Sur la même lancée, Jagmeet Singh a déposé une
motion à la Chambre des communes, adoptée à
l'unanimité par les députés, qui demande
l'interdiction des Proud Boys et d'autres mesures
pour démanteler les groupes suprémacistes blancs
au Canada. Le 3 février, le ministère de la
Sécurité publique a annoncé l'ajout de 13 groupes
jugés violents à la liste des organisations
terroristes, dont Proud Boys.
La façon dont toutes ces choses sont décidées et
sur la base de quels critères, tels que ce qui
constitue un discours dans l'intention de
provoquer de la violence ou un « contenu illégal »
sur les réseaux sociaux est une préoccupation
sérieuse, en particulier lorsque la police et les
agences de sécurité assimilent l'opposition à
l'OTAN et NORAD et à l'intégration du Canada à la
machine de guerre des États-Unis à la déloyauté et
la subversion.
La tuerie à la mosquée de la ville de Québec en
2017
Le 29 janvier 2017, un tireur seul, Alexandre
Bissonnette, a fait irruption au Centre Islamique
Culturel de Québec, tirant et tuant six hommes et
en blessant 19 autres alors qu'ils priaient.
La fusillade au Centre culturel islamique s'est
produite quelques jours seulement après la
publication du décret du président des États-Unis
qui interdisait aux citoyens de sept pays ayant
une population à majorité musulmane d'entrer aux
États-Unis et qui fermait les frontières
américaines aux réfugiés.
Un élan de compassion, de solidarité et d'amour
social a été la réponse des Québécois et des
Canadiens, qui se sont immédiatement mobilisés
pour pleurer publiquement leur perte avec les
personnes de confession musulmane.
Des vigiles, des rassemblements et des cérémonies
ont été immédiatement organisés à l'échelle du
Québec et du Canada et les gens se sont unis pour
condamner cet acte barbare et offrir leurs
sincères condoléances et leur soutien aux
familles, aux amis et à la communauté qui ont
perdu des êtres chers ainsi qu'aux communautés
musulmanes qui sont la cible de l'islamophobie
organisée et inspirée par l'État.
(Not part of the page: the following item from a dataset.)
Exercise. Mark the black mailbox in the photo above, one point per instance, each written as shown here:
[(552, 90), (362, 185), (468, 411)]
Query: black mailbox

Ils ont affirmé
que si la communauté musulmane et toutes les
autres communautés ne peuvent s'épanouir, libres
d'exprimer leur droit d'être et libres de toute
violence exercée contre elles, alors les peuples
québécois et canadien ne le peuvent pas non plus.
Vigile à Montréal, 30 janvier 2017
À Montréal, au lendemain de la tragédie d'il y a
quatre ans, des milliers de personnes se sont
rassemblées devant la station de métro du Parc.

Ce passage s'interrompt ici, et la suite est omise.